Había dado con la entrada que buscaba: una imagen de un antiguo pergamino escrito en griego.

—¿Qué es eso? —preguntó Lily.

—Es un pergamino que se guardaba en la biblioteca de Alejandría, escrito por el gran maestro y explorador griego Hieronymus.

Años antes, el Mago y Jack habían descubierto una gran colección de pergaminos en las montañas del Atlas, una colección que había resultado ser parte de la fabulosa biblioteca de Alejandría y que se creía destruida desde que los romanos habían incendiado el famoso edificio. Después de meses de cuidadosos escaneos, el Mago había conseguido introducir todos los pergaminos en los discos duros de sus diversos ordenadores.
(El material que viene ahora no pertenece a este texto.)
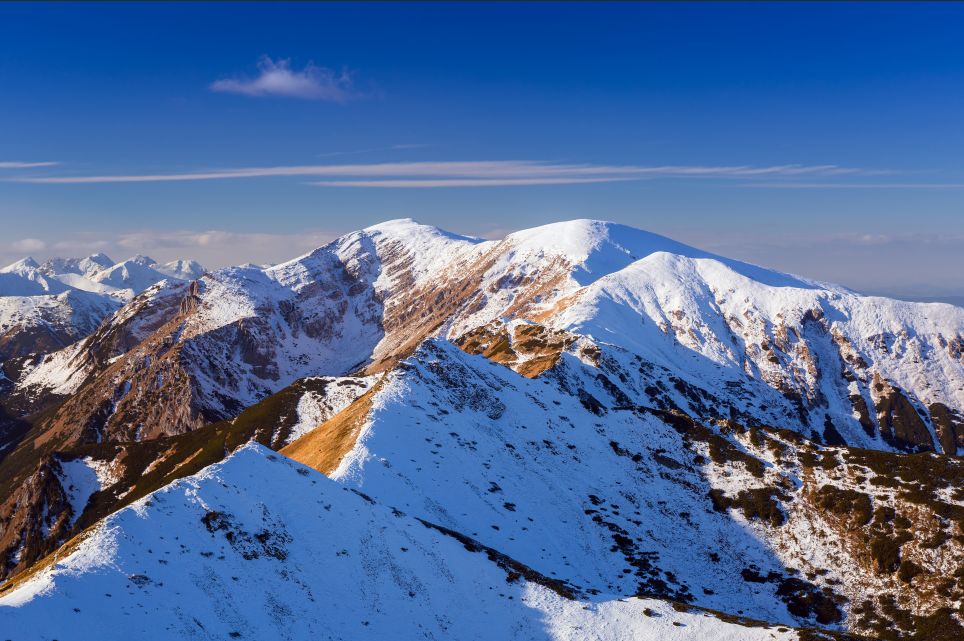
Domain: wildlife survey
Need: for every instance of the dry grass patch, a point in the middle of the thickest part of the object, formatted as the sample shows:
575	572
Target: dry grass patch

—Hieronymus era un hombre del todo excepcional. No sólo era un gran maestro, sino también un explorador sin rival, el Indiana Jones del mundo antiguo. Enseñaba junto a Platón en la academia, y tuvo como estudiante nada menos que a Aristóteles. También fue el hombre que les robó a los neethas el orbe de Delfos y se lo llevó a Grecia, donde el oráculo lo utilizó más tarde para predecir el futuro.

—¿El orbe de Delfos? —preguntó Zoe mientras pilotaba—. ¿Te refieres a la Piedra Vidente de Delfos? ¿Una de las seis piedras sagradas?

—Sí —contestó el Mago—. Hieronymus se la robó a los neethas pero, por lo que sé, siempre tuvo la intención de devolverla.

Es por eso por lo que escribió este pergamino, donde dejó una serie de indicaciones que detallan la ubicación de los neethas, de tal forma que algún día le devolviesen el orbe.

—¿Lo devolvieron alguna vez? —quiso saber Alby.

—Después de ver su poder, los griegos no quisieron devolverlo —explicó el Mago—, pero años después Hieronymus entró en la cueva templo del oráculo, se apoderó de la Piedra Vidente y escapó de Grecia en un barco. Se detuvo en Alejandría, donde dejó estos pergaminos en la biblioteca antes de continuar viaje al sur hacia África. Nunca más volvieron a verlo. —El Mago se volvió hacia Lily—: ¿Crees que puedes traducir este pergamino?

La niña se encogió de hombros. El griego clásico no tenía misterios para ella.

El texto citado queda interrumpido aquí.